1. Acquire-timeout budget is justified against a non-uniform per-test timeout. LOCK_ACQUIRE_TIMEOUT_MS = 28_000 and its comment assume a "30s per-test budget," but the budgets are mixed: exports-types.test.ts and package-size.test.ts use }, 90000) (90s), and there is no global testTimeout in vitest.config.ts. For those 90s tests the 28s bound leaves ~62s of budget unused — under contention heavier than today's CI, a legitimate waiter sitting behind a slow-but-live holder could be failed with the "Timed out acquiring packaging lock" error even though it had ample budget to acquire and build. This is still strictly better than the original opaque cascade (the error is clear and bounded) and CI is green, so it is not a blocker — but the justifying comment is inaccurate. Consider deriving the bound from the calling test's timeout (or making it a parameter) so it scales with the 90s tests.
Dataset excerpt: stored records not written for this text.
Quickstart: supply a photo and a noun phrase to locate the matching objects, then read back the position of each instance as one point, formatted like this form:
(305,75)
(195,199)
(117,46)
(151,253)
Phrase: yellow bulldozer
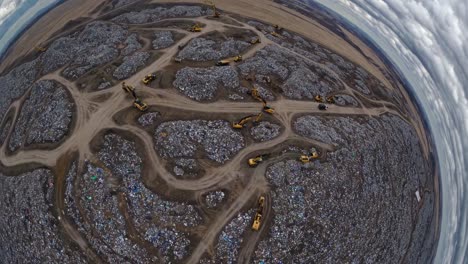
(253,162)
(196,28)
(259,214)
(256,95)
(216,14)
(255,41)
(40,49)
(140,105)
(229,60)
(274,34)
(308,158)
(318,99)
(149,78)
(244,120)
(137,103)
2. "Primary signal" comment vs. the actual bug. The comment says "Dead-pid detection, not this TTL, is the primary staleness signal," yet the ticket's own root cause is that a vitest test timeout abandons the lock while the worker process stays alive — so dead-pid does not fire in the real cascade, and recovery falls to the TTL backstop (with intervening tests surfacing the clear acquire-timeout error until the 120s TTL elapses). Functionally fine and bounded; the comment just overstates dead-pid's role for this specific failure mode.

Neither observation blocks merge. Recommend addressing the 28s-vs-90s mismatch (and the comment wording) in a quick follow-up if convenient. Not merging — review only.